Algérie : La coopération sécuritaire relancée avec la France après la visite de Laurent Nuñez
La France et l’Algérie ont relancé mardi leur coopération après plus d’un an de crise. La visite de Laurent Nuñez à Alger marque un début de dégel, avec une reprise des échanges sur les expulsions et le terrorisme.
La France et l’Algérie ont acté ce mardi 18 février la reprise de leur coopération sécuritaire, amorçant un dégel après une crise diplomatique majeure entamée à l’été 2024. En déplacement à Alger, le ministre français de l’Intérieur Laurent Nuñez a rencontré le président Abdelmadjid Tebboune ainsi que plusieurs responsables des services de sécurité.

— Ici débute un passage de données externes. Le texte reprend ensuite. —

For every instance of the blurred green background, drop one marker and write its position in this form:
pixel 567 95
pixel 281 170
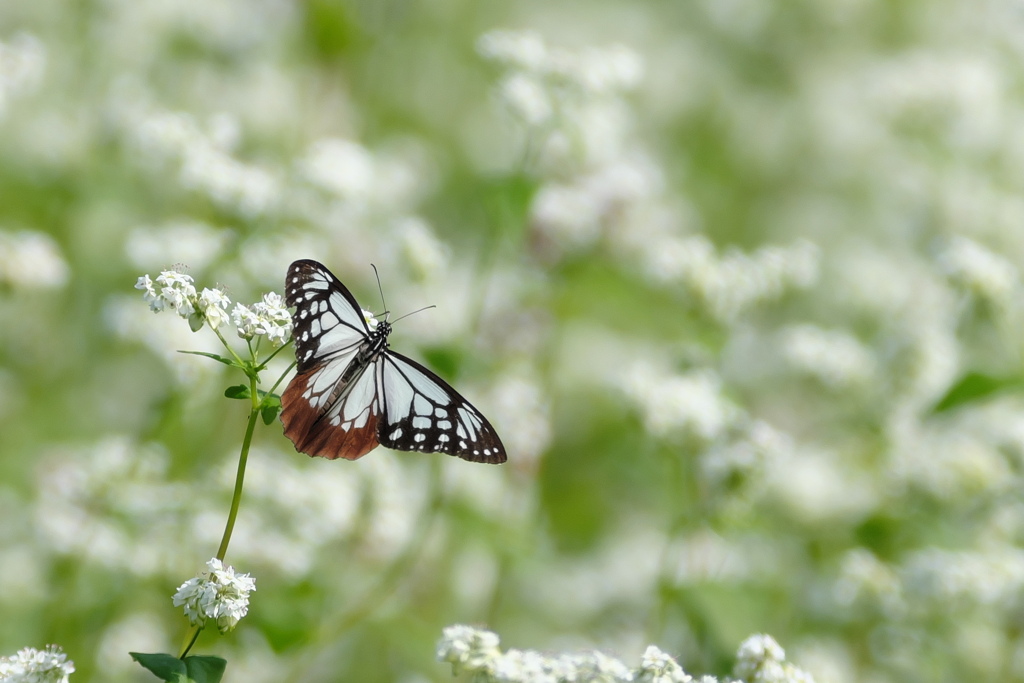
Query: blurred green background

A l’issue de ces échanges, le ministre a annoncé que les deux pays avaient décidé de « réenclencher un dispositif de coopération sécuritaire de très haut niveau ». Il a précisé que « toute la journée de lundi » avait été consacrée à des réunions pour « reprendre des relations de sécurité normales », avec la volonté de « les densifier » sur les volets judiciaire, policier et du renseignement.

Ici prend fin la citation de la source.